Laki-laki yang tak pernah sekalipun memperlihatkan kesedihannya itu nyatanya saat ini benar-benar dibuat frustasi sampai menitikkan air mata.
Sharon membisu. Ia tidak tahu harus bereaksi seperti apa. Karena jujur saja, timbangannya tak sampai menunjuk angka lima puluh, padahal tinggi badannya mencapai 160 cm.
Dan untuk usianya sendiri, Sharon masih butuh sekitar lima bulanan lagi agar bisa genap berusia dua puluh tahun.

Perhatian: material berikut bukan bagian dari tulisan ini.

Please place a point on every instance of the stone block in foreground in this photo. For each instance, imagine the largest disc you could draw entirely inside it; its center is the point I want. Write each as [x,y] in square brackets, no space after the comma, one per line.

"Jadi, semua itu mempengaruhi, ya." Sharon menggigiti bibir bawahnya spontan. Tangannya tiba-tiba memeluk erat perutnya saat tak sengaja membayangkan suatu hal buruk.
Dengan menarik napas sedalam-dalamnya, kekehan kecil yang berakhir menjadi tawa sumbang lantas menghiasi wajah Sharon. Alaska yang sempat menunduk beberapa saat pun dibuat mendongak.
"Cuma itu 'kan?" Tanya Sharon. Mati-matian dia mencoba tersenyum walau hatinya tergores.
"Aku janji mulai saat ini, aku akan jaga pola makan aku supaya aku bisa naikin berat badan. Dan aku juga janji, aku akan jagain calon anak kita tanpa terluka. Ya? Kamu percaya 'kan sama aku?"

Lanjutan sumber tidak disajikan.